Organization that sent the volunteer: Grameen Foundation
It was July 2020 and the COVID pandemic was covering the globe at a rapid pace. Despite the uncertainty that that entailed, my commitment to social impact fueled my desire to volunteer for the Farmer-to-Farmer Project on a remote basis anyway. The project paired me with a Philippines-based microfinance institution (MFI), LAAK Multipurpose Cooperative (LAMPCO), which I would support in improving its loan repayment capacity.
In full candor, I approached the project somewhat skeptically, thinking my impact would be very limited as a remote volunteer. How would I be able to understand the ground realities that LAMPCO faced if I couldn’t travel and spend time at the organization? But I set my skepticism aside and soaked up as much as I could about the organization from the materials I was given and from its online presence. This process got me really enthused for my first Zoom conversation with the head of the organization, Ma’am Edesa Morante.
I knew LAMPCO’s portfolio at risk (PAR) levels (the loan portfolio that was not being paid or at risk of not being paid on time) was extremely high* – PAR>30 was around 72% as of May 2020 – but I wanted to know more of the back story so I could work with the organization tackle this issue.
What ensued was not one, but several, hours long conversations with Ma’am Edesa and our interpreter, Ronald Lim. These conversations were highly productive and served as the foundation for my understanding of LAMPCO as an organization and its current situation. It also showed me that LAMPCO wasn’t broken, but that a number of levers could be pulled to tighten the organization and improve PAR. For example, while LAMPCO does not use a credit score card, it has one and is open and willing to train staff to begin using it. On top of this, Ma’am Edesa was also open to my idea of freeing up branch managers’ time in order to conduct more robust oversight of loan officers and which would thereby strengthen the lending process. With some minor tweaks that have been implemented thus far, LAMPCO’s PAR>30 has seen a huge reduction over the year and as of June 2021 was down to 46%.
Apart from the multitude of conversations with Ma’am Edesa, I also wanted to connect her to a top Cambodian MFI for knowledge-sharing purposes. I had ties to this organization from my experience in impact investing and was able to arrange a call between the two to discuss better aligning loan officer incentives with the organization’s focus areas of profitability and loan quality. From the call, Ma’am Edesa learned the importance of incentive alignment and how she and her team could begin to operationalize this using LAMPCO’s technology platform.

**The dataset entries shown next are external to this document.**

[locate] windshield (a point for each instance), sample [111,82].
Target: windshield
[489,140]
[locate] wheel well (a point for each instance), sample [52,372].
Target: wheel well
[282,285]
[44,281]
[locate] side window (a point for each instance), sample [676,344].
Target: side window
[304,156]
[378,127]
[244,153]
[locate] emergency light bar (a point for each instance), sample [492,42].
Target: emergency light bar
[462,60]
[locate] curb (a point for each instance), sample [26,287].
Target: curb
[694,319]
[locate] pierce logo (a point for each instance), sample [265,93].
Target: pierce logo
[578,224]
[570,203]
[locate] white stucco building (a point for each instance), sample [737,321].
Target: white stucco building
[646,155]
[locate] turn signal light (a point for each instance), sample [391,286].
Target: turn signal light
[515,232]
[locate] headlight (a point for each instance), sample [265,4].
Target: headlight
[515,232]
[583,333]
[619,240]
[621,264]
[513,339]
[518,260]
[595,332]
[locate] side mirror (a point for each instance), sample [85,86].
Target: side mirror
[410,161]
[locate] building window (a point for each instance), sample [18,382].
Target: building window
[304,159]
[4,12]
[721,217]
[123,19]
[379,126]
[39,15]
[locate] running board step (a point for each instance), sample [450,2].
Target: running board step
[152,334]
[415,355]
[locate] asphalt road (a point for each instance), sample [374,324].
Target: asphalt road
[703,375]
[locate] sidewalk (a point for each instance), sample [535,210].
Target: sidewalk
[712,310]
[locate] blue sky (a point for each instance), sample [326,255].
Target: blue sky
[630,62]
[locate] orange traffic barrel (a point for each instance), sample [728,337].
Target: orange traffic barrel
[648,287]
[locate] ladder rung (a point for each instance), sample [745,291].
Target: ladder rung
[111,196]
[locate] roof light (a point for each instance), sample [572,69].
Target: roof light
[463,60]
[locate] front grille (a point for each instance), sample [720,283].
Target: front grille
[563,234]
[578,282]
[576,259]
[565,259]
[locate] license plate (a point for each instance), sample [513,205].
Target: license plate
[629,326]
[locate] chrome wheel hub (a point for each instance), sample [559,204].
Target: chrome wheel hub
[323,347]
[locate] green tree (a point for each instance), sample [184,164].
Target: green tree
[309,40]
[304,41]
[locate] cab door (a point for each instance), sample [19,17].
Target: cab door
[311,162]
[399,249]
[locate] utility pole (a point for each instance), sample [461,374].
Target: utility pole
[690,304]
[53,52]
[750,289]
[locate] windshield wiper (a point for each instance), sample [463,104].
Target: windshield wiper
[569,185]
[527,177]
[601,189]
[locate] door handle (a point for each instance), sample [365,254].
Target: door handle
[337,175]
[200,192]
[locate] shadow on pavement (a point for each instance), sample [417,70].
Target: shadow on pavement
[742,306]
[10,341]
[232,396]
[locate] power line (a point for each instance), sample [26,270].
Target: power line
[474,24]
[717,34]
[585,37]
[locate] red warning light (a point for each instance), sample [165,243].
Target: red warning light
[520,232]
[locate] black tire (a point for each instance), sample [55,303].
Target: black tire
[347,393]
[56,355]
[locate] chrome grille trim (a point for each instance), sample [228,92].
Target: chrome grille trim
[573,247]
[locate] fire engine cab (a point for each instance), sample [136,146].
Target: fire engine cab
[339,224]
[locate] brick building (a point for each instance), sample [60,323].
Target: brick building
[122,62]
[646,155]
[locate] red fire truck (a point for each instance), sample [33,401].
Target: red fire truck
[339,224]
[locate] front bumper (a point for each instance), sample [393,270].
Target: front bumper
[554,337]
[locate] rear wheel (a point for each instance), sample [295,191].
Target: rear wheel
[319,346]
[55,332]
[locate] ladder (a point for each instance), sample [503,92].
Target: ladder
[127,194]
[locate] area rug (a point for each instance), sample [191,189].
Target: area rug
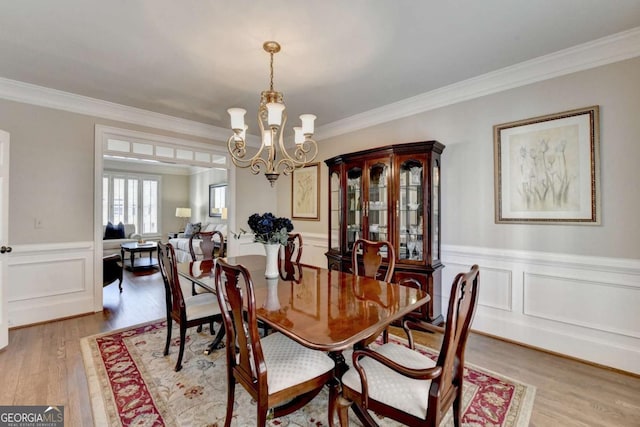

In the end, there is nothing like face-to-face interaction. However, the COVID pandemic required us to adjust. The opportunity to serve as a Farmer-to-Farmer volunteer during the COVID pandemic taught me that human connection (over Zoom!) can transcend physical barriers. I’m grateful for the opportunity to having served on this project and look forward to keeping in touch with Ma’am Edesa to understand how LAMPCO continues to evolve.
* Note that high PAR levels threaten an organization’s sustainability because they eat away at returns.